In den USA gibt es unter anderem Sorgen darüber, was mit ihren kurdischen Alliierten im Kampf gegen die IS-Terrormiliz geschehen wird, sollte die Türkei sich stärker in Syrien einbringen. Hier geht es vor allem um die Truppen der kurdischen Miliz YPG, die die Türkei als Zweig der verbotenen kurdischen Arbeiterpartei PKK und damit als Terrororganisation ansieht. Sie galten lange Zeit als einer der verlässlichsten US-Verbündeten im Kampf gegen den IS. Der türkische Präsident Recep Tayyip Erdogan hatte dagegen sogar eine Offensive gegen die YPG angekündigt.

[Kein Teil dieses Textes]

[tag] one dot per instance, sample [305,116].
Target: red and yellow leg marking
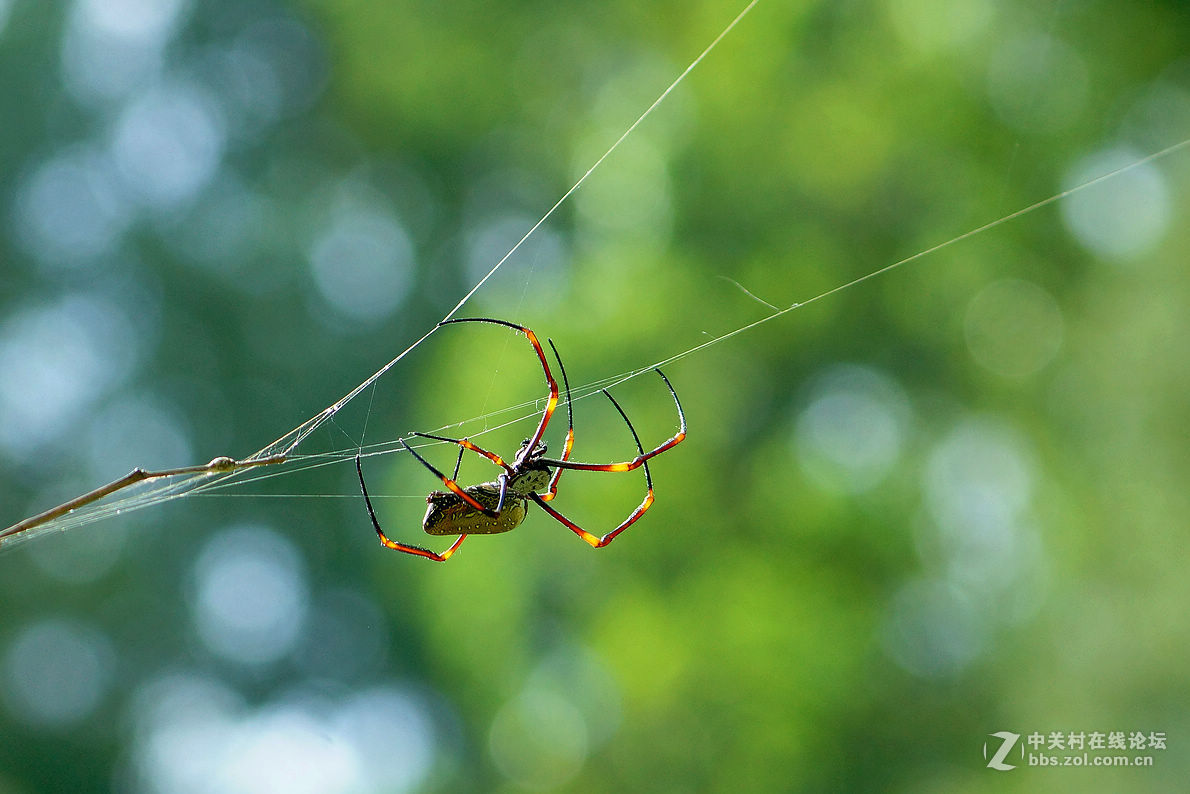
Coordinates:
[469,445]
[595,541]
[628,466]
[450,483]
[393,544]
[570,427]
[552,402]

«Wir denken nicht, dass die Türken Militäroperationen unternehmen sollten, die nicht voll mit den USA abgestimmt sind und denen die USA nicht zugestimmt haben», sagte Bolton. US-Präsident Donald Trump verlange ein entsprechendes Bekenntnis von seinem türkischen Kollegen Erdogan.

Die YPG beherrscht an der türkischen Grenze Gebiete. US-Außenminister Mike Pompeo hatte Ende der vergangenen Woche gesagt, man wolle sicherstellen, «dass die Türken die Kurden nicht abschlachten».

Pompeo will am Dienstag eine Reise durch acht arabische Länder im Nahen Osten antreten. Der Sprecher des türkischen Präsidenten, Ibrahim Kalin, sagte auf Boltons und Pompeos Bemerkungen hin am Sonntag laut der staatlichen Nachrichtenagentur Anadolu, eine Terrorgruppe wie die YPG könne kein Alliierter der USA sein. Mit dem Kampf gegen die PKK und deren syrische Zweige verfolge die Türkei das Ziel, andere Kurden «aus der Tyrannei und Unterdrückung dieser Terrorgruppe zu befreien».

Bolton sagte bei seinem Israel-Besuch, man wolle «die Verteidigung Israels und unserer anderen Freunde in der Region absolut sicherstellen und sich auch um jene kümmern, die mit uns gegen den IS und andere Terrorgruppen gekämpft haben». An der US-Unterstützung für Israels Recht auf Selbstverteidigung könne kein Zweifel bestehen, betonte Bolton.

Netanjahu dankte Bolton und kündigte an, er wolle am Montag mit ihm die 1967 eroberten Golanhöhen besuchen - falls das Wetter dies erlaube. Bei einem Besuch des Plateaus werde Bolton «vollkommen verstehen, warum wir die Golanhöhen niemals verlassen werden und warum es so wichtig ist, dass andere Länder dies anerkennen», sagte Netanjahu.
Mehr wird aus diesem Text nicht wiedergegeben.